A must-watch documentary about bluefish in Turkey
Until the 1980s, dolphins were mercilessly fished in the Marmara Sea and the Black Sea. The state distributed arms, ammunition and loans to dolphin fishermen for them to fish more. For years, in Black Sea houses, rags immersed in dolphin oil were used in lamps. Leave aside the screams of dolphins when they were hit by the fish spear, dynamite or bullet, the Sea of Marmara turned reddish with dolphin blood.
When the state banned dolphin fishing, then the fishermen switched to school fish. Today, fishermen, with the help of their high-tech equipment, cast their kilometers-long nets in front of schools of fish and stop them from passing through the Bosphorus. These fish have been migrating through the Bosphorus to be able to feed themselves for 8,000 years.

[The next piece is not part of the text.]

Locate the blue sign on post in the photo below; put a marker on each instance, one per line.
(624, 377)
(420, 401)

The fleets of fishermen caused the population of the fish in the Black Sea and the Marmara to decline. When the decreased fish population was inadequate to feed the tens of thousands of boats, illegal fishing started in every portion of the sea in the country. Scores of marine species were massacred. For each kilogram of fish caught, 10 kilograms of fish were thorn away. Seed fish were caught without even being able to breed once.

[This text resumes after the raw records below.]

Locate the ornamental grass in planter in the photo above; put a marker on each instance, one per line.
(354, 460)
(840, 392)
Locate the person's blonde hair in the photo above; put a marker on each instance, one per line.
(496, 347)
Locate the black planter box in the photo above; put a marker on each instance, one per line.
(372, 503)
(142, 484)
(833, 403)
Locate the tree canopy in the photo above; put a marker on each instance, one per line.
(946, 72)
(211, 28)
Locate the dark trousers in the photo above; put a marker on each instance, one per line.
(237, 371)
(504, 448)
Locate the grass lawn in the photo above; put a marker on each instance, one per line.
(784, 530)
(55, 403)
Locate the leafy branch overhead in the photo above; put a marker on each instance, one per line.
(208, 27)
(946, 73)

Each year, 700,000 tons of anchovies are caught and two thirds of this goes to fish farms as feed. The fish farms which are supposed to be sustainable do not produce new fish; on the contrary, they have been transformed into expensive production units by causing overfishing of anchovies.
The “Lüfer” (bluefish) documentary being shown at the !f Istanbul Independent Films Festival pursues the rapidly vanishing bluefish in our waters while depicting the brutal and unmonitored fishing here; it throws our consumer habits back in our faces.
The camera goes to the Istanbul Sea Food Wholesale Market where all marine species are brought, including all those on the verge of extinction in the Marmara Sea. The ones that are prohibited for sale are also there. The auctioneers are tipped off before any controller arrives and takes measures. The fines are not a deterrent anyway.
The next stop in the documentary is the Kadıköy Fish Market on the Asian side of Istanbul. Shoppers in Istanbul do not care very much about the size of the bluefish. Most of the bluefish on sale at the counter are at illegal sizes.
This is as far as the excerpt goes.